All animals require food which provides them with energy and raw materials to complete life processes, without which they may die. Because of these, competition for food can be fierce. There are many birds which eat insects in our gardens, and some have evolved to only eat certain types of insect to reduce competition from other species. Others like the blue tit and great tit compete with other members of their own species and as well as others for different insects. Because food is so vital, many animals will fight for it.
Animals within a species also compete for mates. This is essential so they can pass on their genes to their offspring. Animals have evolved to have an innate or natural drive to reproduce, and this competition often results in fights. In deer, and many others species, these fights competing for mates can often result in serious injury or death, but benefits the population as only the strongest pass on their genes to the next generation.
The territories of animals contain all of the resources and conditions they need to survive. These include abiotic factors such as light, temperature and water, and oxygen for aquatic animals. There are also biotic factors such as food and predators. Many animals, including the cats in back gardens, will fight for territory.
An example of intraspecific competition over territory would be between lions on the grass plains of Africa whereas interspecific competition would occur when another predator like leopards lived close to the lions.

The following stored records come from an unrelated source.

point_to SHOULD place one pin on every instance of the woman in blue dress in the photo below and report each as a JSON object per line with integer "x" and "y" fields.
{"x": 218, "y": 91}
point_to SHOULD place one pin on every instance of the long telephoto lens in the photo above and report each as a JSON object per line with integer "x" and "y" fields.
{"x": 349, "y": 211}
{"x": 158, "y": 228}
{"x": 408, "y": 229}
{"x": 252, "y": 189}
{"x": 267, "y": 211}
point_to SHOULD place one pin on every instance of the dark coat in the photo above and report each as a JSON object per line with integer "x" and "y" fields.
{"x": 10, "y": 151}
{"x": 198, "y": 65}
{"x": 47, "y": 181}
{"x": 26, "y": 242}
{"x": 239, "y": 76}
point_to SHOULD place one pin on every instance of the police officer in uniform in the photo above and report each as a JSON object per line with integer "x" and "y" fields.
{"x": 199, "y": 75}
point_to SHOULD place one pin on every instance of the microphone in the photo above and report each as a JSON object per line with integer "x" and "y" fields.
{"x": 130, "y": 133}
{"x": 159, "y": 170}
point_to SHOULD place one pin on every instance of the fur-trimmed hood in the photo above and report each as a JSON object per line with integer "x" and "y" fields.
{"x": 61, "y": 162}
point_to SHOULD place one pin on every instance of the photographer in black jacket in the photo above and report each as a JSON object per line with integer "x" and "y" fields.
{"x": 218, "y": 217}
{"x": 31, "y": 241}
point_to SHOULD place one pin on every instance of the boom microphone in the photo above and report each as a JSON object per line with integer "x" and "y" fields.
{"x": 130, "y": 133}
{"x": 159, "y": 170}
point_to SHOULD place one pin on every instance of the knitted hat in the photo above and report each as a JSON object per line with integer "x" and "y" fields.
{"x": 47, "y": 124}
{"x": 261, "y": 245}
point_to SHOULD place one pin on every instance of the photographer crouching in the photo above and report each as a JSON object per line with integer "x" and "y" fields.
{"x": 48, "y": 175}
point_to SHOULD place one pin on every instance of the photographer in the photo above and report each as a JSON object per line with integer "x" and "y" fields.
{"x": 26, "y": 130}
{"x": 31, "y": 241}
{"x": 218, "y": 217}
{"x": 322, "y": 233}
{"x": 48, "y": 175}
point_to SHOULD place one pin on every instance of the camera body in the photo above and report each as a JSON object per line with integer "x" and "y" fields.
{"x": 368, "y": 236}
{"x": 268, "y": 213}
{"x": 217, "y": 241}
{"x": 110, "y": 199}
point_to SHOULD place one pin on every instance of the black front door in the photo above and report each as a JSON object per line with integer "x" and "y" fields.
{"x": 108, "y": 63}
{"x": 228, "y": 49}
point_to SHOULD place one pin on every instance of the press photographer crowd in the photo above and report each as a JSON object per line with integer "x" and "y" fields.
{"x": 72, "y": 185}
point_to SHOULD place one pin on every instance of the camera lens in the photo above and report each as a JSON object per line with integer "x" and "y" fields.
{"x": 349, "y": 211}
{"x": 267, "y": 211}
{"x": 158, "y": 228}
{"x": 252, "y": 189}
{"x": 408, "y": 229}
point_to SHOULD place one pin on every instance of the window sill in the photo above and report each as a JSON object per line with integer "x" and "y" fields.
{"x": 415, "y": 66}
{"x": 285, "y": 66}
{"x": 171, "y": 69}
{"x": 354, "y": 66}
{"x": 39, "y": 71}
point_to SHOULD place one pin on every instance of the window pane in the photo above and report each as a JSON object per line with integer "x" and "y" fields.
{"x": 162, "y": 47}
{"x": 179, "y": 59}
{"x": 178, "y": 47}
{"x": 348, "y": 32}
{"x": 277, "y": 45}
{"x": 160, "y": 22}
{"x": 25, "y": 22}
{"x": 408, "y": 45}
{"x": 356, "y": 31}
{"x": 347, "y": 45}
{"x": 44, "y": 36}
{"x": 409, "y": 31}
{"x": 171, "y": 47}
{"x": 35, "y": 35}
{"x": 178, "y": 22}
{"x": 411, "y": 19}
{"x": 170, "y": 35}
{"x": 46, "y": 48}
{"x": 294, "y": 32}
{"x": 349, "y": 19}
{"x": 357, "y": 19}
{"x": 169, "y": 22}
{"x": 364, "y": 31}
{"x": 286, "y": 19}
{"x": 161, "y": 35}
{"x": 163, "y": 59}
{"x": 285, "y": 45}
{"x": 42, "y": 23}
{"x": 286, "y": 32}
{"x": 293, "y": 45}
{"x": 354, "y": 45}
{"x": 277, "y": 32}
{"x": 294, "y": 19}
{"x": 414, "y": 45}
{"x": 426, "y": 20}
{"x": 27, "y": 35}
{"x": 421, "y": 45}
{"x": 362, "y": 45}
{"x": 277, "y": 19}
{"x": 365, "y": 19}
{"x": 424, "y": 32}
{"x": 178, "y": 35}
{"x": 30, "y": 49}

Plant adaptations can be structural, behavioural or physiological. Regardless of the type, all adaptations make organisms better suited to their ecosystem and provide them with a better chance of survival and reproduction, which are their ultimate aims. The adaptations that arise from competition are essential for the process of evolution. Survival of the fittest means survival of those best adapted.
Structural adaptations of plants are the physical features, which allow them to compete. An example of this is the formation of spines, which are found on many species, such as cacti and roses, and can stop a plant being eaten by grazing animals. Other examples of structural adaptions include plants with wide-ranging, shallow roots to absorb lots of water after rain, large leaves to maximise photosynthesis and flowers, which attract insects to pollinate them.